The DHS Program User Forum      
Discussions regarding The DHS Program data and results
Home » Data » IPUMS Demographic and Health Surveys (IPUMS-DHS)  » Explanation of IPUMS-DHS
Explanation of IPUMS-DHS [message #8689] Wed, 02 December 2015 08:57 Go to next message
boyle014 is currently offline  boyle014
Messages: 6
Registered: December 2015
Location: Minneapolis
IPUMS-DHS ( is a new tool to help researchers use the DHS to study issues over time and across countries. Created at the Minnesota Population Center, with the support of ICF International, USAID, and NICHD, IPUMS-DHS eliminates the need to download and merge or append multiple DHS files. Instead, researchers select the variables, countries and years of interest to them, and create a single, customized dataset within minutes. The tool is completely free to users.

Currently, IPUMS-DHS includes surveys from Egypt, India, and many African countries: Benin, Burkina Faso, Cote D'Ivoire, Ethiopia, Ghana, Guinea, Kenya, Malawi, Mali, Mozambique, Niger, Nigeria, Tanzania, Uganda, Zambia, and Zimbabwe. It allows researchers to select WOMEN or CHILDREN as their unit of analysis and includes more than 2000 variables, including geographic variables that are harmonized over time and a number of variables that, with the regular DHS, would require downloading and merging the separate HR (household) files.

Anyone can browse the variables in IPUMS-DHS, where it is easy to identify comparability issues, such as universe or question wording differences across surveys. To download a dataset, users need to login using their DHS usernames and passwords.
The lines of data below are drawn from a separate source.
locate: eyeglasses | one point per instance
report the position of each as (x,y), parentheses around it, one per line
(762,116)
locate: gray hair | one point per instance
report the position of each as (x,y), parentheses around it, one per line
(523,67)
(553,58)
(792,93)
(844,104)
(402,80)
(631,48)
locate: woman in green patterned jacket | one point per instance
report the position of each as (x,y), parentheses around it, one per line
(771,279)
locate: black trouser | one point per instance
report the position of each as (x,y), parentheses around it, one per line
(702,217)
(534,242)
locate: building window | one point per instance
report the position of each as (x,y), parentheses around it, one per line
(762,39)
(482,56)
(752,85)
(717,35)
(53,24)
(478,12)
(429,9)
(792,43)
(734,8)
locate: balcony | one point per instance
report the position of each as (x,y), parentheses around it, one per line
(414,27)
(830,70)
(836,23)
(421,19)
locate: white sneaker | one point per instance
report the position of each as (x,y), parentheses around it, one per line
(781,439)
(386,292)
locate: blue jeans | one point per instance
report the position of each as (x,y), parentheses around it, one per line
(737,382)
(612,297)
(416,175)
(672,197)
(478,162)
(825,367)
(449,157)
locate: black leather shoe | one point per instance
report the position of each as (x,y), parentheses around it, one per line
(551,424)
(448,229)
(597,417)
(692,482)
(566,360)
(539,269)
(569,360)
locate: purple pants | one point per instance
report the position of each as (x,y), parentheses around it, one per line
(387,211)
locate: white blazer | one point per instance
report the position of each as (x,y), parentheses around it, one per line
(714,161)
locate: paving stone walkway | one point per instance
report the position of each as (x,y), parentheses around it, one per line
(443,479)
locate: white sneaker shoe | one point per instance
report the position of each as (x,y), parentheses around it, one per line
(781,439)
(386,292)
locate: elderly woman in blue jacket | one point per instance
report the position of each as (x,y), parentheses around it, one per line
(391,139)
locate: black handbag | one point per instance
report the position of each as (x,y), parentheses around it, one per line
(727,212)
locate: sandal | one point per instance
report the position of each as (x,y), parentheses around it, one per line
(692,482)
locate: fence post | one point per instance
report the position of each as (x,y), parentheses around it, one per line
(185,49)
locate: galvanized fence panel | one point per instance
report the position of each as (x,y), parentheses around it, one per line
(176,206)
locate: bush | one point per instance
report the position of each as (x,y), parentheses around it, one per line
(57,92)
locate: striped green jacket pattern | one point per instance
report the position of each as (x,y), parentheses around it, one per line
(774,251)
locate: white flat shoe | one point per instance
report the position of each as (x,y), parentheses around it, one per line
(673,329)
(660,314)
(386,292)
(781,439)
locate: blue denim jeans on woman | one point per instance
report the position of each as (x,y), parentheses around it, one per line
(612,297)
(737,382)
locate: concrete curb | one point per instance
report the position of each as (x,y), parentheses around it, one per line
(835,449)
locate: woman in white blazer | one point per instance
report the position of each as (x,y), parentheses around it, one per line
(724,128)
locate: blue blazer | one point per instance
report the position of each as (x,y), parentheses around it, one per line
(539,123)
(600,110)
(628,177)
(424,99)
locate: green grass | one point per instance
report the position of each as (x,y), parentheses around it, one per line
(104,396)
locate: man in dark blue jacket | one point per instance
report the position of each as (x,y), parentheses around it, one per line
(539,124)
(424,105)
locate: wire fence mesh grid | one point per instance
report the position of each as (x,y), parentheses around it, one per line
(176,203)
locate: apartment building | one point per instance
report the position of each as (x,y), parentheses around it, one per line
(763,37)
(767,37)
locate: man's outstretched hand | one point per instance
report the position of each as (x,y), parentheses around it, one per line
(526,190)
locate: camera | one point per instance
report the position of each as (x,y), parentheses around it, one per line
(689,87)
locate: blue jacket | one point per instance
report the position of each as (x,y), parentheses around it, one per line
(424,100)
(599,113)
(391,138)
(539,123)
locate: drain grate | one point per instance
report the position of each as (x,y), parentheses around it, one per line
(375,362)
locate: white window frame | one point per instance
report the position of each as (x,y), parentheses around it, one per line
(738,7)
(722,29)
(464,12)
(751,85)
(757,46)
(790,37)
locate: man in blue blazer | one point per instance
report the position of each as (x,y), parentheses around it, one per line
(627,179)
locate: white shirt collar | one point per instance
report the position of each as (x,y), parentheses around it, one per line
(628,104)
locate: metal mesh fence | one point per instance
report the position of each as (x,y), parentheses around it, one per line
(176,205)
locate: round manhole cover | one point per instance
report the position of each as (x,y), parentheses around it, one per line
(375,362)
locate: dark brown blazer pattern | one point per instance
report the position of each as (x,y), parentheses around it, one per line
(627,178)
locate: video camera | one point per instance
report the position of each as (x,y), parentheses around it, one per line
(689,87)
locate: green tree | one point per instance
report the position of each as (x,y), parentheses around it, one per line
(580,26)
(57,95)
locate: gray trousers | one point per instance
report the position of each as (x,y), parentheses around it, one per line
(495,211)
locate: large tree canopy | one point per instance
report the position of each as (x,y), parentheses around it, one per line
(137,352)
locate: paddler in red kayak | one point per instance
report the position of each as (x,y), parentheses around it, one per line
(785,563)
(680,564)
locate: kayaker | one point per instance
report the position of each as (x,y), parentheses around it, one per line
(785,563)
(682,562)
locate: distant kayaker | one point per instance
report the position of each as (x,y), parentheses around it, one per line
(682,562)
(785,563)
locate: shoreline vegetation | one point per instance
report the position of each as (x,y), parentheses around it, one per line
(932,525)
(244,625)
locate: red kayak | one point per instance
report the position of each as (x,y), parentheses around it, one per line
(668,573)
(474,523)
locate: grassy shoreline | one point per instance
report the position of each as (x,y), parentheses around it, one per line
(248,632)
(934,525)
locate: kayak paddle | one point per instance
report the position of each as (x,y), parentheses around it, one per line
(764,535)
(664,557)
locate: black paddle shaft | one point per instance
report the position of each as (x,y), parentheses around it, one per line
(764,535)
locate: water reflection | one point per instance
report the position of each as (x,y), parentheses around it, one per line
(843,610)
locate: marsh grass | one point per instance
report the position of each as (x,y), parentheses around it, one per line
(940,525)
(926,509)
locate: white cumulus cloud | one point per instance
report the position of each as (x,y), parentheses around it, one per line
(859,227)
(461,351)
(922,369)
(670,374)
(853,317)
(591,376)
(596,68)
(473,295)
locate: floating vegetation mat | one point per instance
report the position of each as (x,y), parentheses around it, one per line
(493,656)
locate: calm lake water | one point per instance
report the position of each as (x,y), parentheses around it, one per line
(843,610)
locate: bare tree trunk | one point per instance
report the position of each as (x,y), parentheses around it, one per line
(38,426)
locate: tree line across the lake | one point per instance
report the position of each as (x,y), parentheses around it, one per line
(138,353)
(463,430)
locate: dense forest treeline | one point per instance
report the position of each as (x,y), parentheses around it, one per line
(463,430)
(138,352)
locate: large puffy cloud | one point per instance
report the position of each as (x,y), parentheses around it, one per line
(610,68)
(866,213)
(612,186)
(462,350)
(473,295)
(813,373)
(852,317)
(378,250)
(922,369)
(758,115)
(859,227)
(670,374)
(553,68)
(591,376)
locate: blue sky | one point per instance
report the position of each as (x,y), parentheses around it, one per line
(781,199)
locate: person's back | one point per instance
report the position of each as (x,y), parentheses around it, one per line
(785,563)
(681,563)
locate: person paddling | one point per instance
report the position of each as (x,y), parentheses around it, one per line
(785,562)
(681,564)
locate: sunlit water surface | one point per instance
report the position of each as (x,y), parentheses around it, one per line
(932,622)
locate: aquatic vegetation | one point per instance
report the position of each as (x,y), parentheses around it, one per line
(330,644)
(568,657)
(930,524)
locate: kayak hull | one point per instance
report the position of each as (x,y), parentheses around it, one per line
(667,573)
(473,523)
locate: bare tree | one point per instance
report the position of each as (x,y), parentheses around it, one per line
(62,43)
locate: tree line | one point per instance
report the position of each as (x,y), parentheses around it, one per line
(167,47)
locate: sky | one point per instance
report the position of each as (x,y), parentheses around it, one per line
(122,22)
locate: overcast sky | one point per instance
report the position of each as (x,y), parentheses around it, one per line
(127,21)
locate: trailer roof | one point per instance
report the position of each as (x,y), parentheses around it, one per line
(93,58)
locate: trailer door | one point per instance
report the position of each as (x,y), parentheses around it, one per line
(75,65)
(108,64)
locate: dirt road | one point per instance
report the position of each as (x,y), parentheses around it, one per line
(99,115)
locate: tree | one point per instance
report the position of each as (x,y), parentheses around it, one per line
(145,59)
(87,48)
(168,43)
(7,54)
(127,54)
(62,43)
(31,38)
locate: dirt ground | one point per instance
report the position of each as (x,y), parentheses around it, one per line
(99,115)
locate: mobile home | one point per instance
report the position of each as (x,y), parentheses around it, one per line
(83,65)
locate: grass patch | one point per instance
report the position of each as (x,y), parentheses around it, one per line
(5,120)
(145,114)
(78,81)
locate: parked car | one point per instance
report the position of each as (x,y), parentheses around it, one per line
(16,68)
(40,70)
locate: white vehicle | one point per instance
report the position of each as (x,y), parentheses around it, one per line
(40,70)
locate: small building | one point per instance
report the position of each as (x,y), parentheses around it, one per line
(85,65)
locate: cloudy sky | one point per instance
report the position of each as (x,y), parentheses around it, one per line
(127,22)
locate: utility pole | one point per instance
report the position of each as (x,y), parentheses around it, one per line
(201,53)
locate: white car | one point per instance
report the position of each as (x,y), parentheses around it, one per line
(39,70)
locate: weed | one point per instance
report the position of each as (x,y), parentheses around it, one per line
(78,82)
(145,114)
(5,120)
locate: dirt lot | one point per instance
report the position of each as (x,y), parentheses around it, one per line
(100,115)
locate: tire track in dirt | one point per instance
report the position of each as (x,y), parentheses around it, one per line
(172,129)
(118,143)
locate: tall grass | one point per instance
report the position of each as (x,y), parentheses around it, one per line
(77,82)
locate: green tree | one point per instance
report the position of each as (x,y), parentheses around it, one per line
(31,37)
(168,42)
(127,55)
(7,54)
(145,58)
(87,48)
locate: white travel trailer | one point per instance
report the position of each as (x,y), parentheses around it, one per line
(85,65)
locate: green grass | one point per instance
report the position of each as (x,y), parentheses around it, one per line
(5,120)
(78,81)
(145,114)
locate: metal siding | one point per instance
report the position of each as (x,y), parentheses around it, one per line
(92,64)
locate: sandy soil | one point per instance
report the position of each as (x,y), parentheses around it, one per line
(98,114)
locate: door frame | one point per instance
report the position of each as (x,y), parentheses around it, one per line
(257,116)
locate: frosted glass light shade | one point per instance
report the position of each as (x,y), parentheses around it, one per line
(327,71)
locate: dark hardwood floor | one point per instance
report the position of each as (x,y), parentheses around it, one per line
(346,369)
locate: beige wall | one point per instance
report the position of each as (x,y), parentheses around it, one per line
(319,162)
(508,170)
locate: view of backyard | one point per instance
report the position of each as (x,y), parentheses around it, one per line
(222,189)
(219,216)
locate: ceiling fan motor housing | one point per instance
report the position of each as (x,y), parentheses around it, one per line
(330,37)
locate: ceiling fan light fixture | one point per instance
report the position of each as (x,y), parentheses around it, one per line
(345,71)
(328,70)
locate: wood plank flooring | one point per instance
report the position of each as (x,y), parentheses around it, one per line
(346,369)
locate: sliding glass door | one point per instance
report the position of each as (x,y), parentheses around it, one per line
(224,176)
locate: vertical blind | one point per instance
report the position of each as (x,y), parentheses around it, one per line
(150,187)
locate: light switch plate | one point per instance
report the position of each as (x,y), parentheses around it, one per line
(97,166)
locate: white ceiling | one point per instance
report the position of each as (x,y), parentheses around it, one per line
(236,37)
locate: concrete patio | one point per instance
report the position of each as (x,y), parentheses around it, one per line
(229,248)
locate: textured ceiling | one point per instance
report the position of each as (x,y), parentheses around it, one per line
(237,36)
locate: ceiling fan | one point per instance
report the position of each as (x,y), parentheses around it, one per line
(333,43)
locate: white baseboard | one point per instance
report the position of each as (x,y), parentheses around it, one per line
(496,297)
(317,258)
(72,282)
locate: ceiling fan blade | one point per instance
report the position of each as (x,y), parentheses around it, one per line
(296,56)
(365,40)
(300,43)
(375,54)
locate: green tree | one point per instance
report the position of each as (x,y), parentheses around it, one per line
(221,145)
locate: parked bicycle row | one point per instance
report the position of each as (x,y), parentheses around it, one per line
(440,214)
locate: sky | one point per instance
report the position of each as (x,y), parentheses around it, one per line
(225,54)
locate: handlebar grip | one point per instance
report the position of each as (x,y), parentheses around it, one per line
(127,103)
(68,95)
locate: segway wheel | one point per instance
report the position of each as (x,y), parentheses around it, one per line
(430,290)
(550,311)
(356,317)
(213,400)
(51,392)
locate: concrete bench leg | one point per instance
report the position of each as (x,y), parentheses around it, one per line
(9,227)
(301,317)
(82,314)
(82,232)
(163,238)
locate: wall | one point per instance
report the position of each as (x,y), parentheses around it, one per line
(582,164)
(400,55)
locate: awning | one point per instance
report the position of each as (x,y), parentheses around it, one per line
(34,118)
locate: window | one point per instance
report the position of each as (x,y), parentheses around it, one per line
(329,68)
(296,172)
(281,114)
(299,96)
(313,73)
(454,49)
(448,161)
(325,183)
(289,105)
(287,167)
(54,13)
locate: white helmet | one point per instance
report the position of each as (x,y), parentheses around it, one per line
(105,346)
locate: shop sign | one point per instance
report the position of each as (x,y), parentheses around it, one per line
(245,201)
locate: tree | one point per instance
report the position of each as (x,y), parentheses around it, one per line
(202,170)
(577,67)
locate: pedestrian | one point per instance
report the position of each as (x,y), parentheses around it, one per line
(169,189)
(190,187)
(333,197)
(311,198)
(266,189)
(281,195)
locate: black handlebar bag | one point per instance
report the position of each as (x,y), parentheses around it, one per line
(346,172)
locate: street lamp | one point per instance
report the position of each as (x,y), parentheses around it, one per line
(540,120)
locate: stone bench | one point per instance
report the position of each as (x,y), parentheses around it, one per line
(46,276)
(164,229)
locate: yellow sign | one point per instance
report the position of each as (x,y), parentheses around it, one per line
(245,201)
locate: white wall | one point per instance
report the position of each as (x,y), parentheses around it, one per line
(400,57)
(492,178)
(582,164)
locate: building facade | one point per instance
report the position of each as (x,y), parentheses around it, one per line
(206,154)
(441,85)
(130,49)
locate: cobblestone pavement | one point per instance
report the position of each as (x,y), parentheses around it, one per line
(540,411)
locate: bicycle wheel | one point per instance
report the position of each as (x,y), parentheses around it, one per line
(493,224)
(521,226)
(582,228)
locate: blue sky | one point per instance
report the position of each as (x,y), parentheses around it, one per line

They will have access to data from the countries for which they are registered through The DHS Program.

If the tool does not currently include the variables or surveys that most interest you, please check back. New countries, units of analysis, and variables will be added annually. The next update is scheduled for March 2016. It will add three more African countries, BIRTHS as a unit of analysis, anthropometric information for children, and many other variables.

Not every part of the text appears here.